What have you done in your life that is interesting and fascinating? What can you do to help create lasting memories for you and your loved ones? How do you want your loved ones to feel as they say goodbye? These questions are at the forefront of Linda Stuart’s work as a celebrant and officiant.
"When my father started working in the funeral industry, planning was always very traditional and cookie-cutter and it was hard to break away from the mould,” says Stuart. “But in the past decade, we’ve seen a shift of what people are looking for – more customization and a desire for experiences.”
Through her work, Linda has found Baby Boomers are beginning to feel more comfortable talking about death. They want to create healing and heartfelt funerals for their loved ones and themselves.

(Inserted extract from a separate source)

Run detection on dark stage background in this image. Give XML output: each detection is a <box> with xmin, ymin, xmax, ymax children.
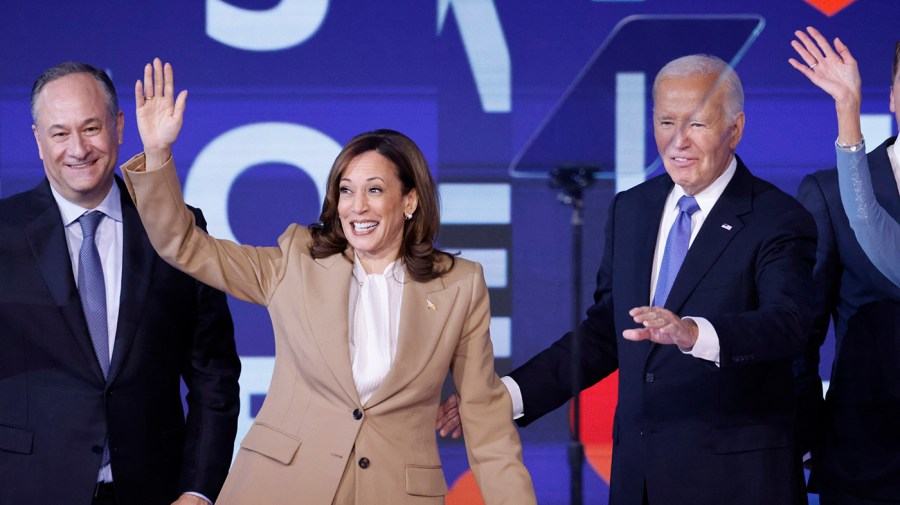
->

“They’ve been to ‘bad’ funerals where there has been talk about how much a loved one relished in fine cuisine and then – mistakenly – the eulogist discusses her love of cooking, when ultimately, she hated being in the kitchen,” says Stuart. “Boomers realize that they don’t want this for themselves or their loved ones. They want a ‘good’ funeral that welcomes all feelings and creates a lasting memory for their loved ones left behind.”
This trend is reflected in a recent survey by Arbor Memorial, which found nearly half of Canadians (45 percent) want to customize their own funeral. The findings also show that 53 percent envision their end-of-life memorial as a “celebration of life” rather than an event filled with mourning.
Stuart has six tips on how you can start thinking about your own memorable ceremony of remembrance:
- Stories – What moments have shaped you into the person you are? Who did you share them with? Consider them to be the best person to share your stories in the form of eulogies.
- Symbols and Rituals – Love golf? Stuart recalls one ceremony where friends and family were all given golf tees upon arrival. They were then invited to place it in the vault that housed the person’s urn.
- Music – Setting the tone and background with music can create a strong impression. Think about how you want to open and close your ceremony. Is there a song with a message you want to share with your loved ones?
- Experience – How have you felt when surrounded by your loved ones? Feelings are what we cherish alongside memories.
- Legacy – How do you imagine others will remember you and how do you want to be remembered?
- Don’t do it alone – Involve others in the process. Ask your family and friends how they imagine their grief journey.
“Remember, your funeral is not a gift you give yourself, but rather a gift you give to those who love you,” says Stuart.